The astronomers rejected the proposal drawn up by a special committee established by the management of the union, according to which Pluto will remain a planet and three more bodies will be added to this status - Pluto's moon Charon, the asteroid Ceres and the object UB313 known as Xena which was discovered in 2003

Pluto and Charon's Moon
Pluto and Charon's Moon

June 2008 – The past Neptunian dwarf planets will be Plutoids

In the vote that took place today (Thursday) at the International Astronomical Union conference in Prague, it was determined that Pluto will lose its status as a planet. About 2,500 experts participated in the vote held at the union's general meeting. The astronomers rejected the proposal drawn up by a special committee established by the management of the union according to which Pluto will remain a planet and three more bodies will be added to this status - Pluto's moon Charon, the asteroid Ceres and the object UB313 known as Xena which was discovered in 2003.

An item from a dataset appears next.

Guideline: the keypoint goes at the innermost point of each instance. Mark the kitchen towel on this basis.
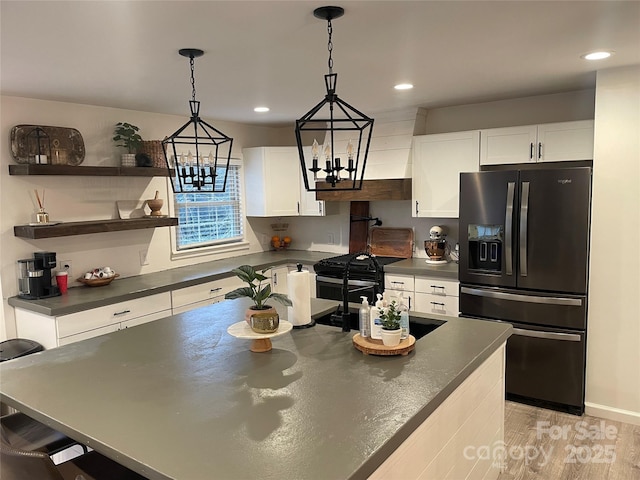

Pluto has been a member of the solar system since its discovery in 1930 by the American Clyde Tombaugh. In fact now the ninth planet will be deleted from all school and university textbooks.

According to the decision made after a stormy week of debate, the eight planets are: Mercury, Venus, Earth, Mars, Jupiter, Saturn, Uranus and Neptune.

The original proposal drawn up by a committee of the organization was to increase the number of planets to 12. A compromise proposal - to leave the situation as it is did not even come up for discussion.

Louis Friedman, executive director of the Planetary Society in California, said in an interview with the BBC: "The classification does not matter. Pluto and the other objects in the solar system are mysterious and there are also new worlds that need to be discovered and explored in order to understand them better.

Pluto's status has been disputed for many years because it is much smaller than the other eight planets in the solar system. Since the early 20s, astronomers have discovered several bodies that rival Pluto in size in the region known as the Kuiper Belt.

Some astronomers have long argued that Pluto belongs to this population of icy bodies called "dwarf planets" and not to what we call "planets".

And yet the definition of Pluto being about 2,300 kilometers in diameter is not important, its name will surely remain. He is named after the god of the underworld in Roman mythology. It orbits the Sun in an elliptical orbit whose average distance is 5.9 billion kilometers and takes 247.9 years to orbit the Sun.

An American spacecraft called New Horizons is supposed to pass by Pluto in 2015 and continue to explore the Kuiper Belt itself.